Auch kommen wir kaum voran, da wir ja so schwer tragen müssen. Wir haben kaum noch Energie. Dabei müssten wir doch nur loslassen. Das klingt so einfach, doch unsere Hände wollen einfach nicht. Sie halten krampfhaft fest. Kennst du das?

Irgendetwas zwingt dich dazu, das Belastende weiter krampfhaft festzuhalten, nur was?

Du kommst nicht drauf? Dann versuche es doch mal mit einer Übung, die meist Automatisches Schreiben genannt wird. Nimm dir ein Blatt Papier und 20 – 30 Minuten Zeit und schreibe als Überschrift: „Ich kann XYZ (schreibe hier das dich belastende Hauptthema auf) nicht loslassen, weil….“ Also zum Beispiel:

„Ich kann meine Wut über mein Scheitern (noch) nicht loslassen, weil ….“

Und nun schreibe mindestens 20 Minuten lang ganz schnell hintereinander ganz viele Gründe auf, ganz automatisch, ohne dass du dir Gedanken machst. Schreib alles auf, was deine Hand dir vorgibt. Auch wenn vermeintlich Unsinn herauskommt, das macht nichts.
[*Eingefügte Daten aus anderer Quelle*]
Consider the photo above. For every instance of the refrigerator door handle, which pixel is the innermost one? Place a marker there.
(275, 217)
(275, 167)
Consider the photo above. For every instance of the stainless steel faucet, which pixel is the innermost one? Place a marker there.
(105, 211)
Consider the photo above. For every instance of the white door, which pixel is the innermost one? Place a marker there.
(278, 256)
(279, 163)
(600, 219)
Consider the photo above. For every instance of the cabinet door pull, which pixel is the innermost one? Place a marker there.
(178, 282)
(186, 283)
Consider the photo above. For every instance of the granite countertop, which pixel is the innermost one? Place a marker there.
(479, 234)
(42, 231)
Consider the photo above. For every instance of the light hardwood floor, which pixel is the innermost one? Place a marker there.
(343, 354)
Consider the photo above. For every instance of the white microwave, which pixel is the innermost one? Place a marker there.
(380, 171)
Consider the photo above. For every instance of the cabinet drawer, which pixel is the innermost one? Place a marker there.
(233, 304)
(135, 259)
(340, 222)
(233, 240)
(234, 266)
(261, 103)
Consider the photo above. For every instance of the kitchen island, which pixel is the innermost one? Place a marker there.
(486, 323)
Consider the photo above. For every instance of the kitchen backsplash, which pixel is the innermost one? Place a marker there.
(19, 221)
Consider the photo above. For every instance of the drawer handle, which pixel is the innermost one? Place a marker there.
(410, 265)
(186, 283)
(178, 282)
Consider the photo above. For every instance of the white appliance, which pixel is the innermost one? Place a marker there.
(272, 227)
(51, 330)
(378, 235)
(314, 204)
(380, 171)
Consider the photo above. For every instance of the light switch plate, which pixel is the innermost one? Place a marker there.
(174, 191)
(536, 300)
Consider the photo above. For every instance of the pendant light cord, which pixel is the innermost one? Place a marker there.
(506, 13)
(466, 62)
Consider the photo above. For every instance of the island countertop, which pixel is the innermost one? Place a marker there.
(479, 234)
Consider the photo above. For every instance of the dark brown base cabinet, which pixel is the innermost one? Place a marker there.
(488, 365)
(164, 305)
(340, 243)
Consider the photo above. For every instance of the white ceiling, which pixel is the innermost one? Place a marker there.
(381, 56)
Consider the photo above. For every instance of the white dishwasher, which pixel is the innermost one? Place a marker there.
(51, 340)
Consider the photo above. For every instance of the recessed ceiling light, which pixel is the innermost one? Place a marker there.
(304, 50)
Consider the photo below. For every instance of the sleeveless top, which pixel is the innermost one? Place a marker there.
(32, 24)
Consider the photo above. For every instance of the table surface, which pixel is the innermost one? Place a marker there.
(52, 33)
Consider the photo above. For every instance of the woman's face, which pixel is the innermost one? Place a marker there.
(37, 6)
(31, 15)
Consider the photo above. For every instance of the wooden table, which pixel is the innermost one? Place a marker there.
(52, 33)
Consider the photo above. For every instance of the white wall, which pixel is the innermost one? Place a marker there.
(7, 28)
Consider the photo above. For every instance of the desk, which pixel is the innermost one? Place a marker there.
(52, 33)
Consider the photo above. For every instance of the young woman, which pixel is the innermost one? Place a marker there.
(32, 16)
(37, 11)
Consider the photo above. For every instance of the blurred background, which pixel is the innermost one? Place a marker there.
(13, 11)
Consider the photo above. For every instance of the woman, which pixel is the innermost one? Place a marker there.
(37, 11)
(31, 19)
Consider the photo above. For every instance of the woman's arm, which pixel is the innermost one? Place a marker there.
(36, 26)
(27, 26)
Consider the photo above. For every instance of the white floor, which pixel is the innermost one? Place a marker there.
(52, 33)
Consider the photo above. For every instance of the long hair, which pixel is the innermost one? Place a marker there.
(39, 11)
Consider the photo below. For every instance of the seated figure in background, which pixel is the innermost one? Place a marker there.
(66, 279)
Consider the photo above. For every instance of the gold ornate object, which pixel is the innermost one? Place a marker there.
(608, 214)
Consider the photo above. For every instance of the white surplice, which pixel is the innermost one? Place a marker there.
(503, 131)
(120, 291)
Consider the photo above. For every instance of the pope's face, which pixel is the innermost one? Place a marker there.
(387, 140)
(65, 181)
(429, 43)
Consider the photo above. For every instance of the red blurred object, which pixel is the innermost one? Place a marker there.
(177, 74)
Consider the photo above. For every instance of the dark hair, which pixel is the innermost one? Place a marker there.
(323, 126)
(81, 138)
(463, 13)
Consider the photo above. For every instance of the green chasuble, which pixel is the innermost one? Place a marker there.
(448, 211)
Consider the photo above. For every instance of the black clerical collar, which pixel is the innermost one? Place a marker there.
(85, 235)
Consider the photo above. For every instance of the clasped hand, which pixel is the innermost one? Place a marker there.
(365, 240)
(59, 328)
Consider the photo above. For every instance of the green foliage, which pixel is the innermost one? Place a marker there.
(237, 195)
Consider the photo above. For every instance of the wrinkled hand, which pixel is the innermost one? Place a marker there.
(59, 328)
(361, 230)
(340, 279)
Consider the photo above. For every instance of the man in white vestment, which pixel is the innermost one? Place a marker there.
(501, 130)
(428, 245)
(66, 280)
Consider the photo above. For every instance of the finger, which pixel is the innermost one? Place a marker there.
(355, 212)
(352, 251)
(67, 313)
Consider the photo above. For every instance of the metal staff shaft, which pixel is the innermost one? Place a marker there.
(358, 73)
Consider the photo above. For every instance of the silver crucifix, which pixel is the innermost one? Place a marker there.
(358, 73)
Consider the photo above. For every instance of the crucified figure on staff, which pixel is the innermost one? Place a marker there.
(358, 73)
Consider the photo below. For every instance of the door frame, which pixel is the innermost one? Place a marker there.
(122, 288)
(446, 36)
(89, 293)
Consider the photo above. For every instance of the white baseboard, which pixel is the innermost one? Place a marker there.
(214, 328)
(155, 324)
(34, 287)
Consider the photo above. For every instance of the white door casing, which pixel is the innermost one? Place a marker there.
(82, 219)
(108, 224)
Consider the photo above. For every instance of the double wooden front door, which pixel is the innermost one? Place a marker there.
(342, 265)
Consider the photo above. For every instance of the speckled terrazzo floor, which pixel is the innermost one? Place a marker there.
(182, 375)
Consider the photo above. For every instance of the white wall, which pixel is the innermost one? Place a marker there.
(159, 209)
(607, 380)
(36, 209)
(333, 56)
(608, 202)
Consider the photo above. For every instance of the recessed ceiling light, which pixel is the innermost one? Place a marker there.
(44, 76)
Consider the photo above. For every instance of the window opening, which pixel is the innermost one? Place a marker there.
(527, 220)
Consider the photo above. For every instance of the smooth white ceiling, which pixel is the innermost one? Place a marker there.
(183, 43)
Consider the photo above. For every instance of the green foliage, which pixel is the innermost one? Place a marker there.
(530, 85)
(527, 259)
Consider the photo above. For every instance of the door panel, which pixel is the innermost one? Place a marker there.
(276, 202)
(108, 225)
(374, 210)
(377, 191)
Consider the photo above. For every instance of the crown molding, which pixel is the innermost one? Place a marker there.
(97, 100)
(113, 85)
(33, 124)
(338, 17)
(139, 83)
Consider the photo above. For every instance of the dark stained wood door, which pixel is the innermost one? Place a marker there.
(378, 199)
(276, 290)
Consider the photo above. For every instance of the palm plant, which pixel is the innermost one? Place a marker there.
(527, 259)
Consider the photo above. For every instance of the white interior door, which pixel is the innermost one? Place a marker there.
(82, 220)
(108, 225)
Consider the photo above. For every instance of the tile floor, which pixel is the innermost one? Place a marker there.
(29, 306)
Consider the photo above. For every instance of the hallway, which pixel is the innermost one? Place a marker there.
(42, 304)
Das könnte zum Beispiel so aussehen:

  • … ruhig jeder sehen soll, dass ich wütend bin
  • … ich einfach ein Ventil brauche.
  • … es einfach ungerecht ist
  • … ich so viel Energie reingesteckt hatte
  • … ich am liebsten laut schreien möchte
  • … es ruhig jeder hören soll

Bei dieser Übung geht es darum, das Unterbewusstsein unsere Hand ergreifen zu lassen, da hier vermutlich die wahren Gründe liegen, weshalb wir noch nicht loslassen können. Nach der Übung schau dir in Ruhe an, was du geschrieben hast und unterstreiche, was dir merkwürdig oder wichtig erscheint.

Hast du jetzt eine Ahnung bekommen, warum du das Belastende noch nicht loslassen kannst? Welche Ängste spielen dabei eine Rolle? Was ist das Gute daran, dass du deine Last mit großem Kraftaufwand trägst? Wenn du das weißt, kannst du aktiv daran arbeiten, diese Ängste und Hindernisgründe aus dem Weg zu räumen. Damit du dann im zweiten Schritt die Last wirklich fallen lassen kannst.

Wenn du dabei Unterstützung brauchst, kontaktiere mich einfach.

Für ein leichtes und unbelastetes Leben. Für mehr Energie, Schönheit und Freude in deinem Leben. Ob es einfach ist, die Hindernisse aus dem Weg zu räumen und die Last hinter sich zu lassen? Nein, sicher nicht. Doch die Alternative ist es erst recht nicht, oder?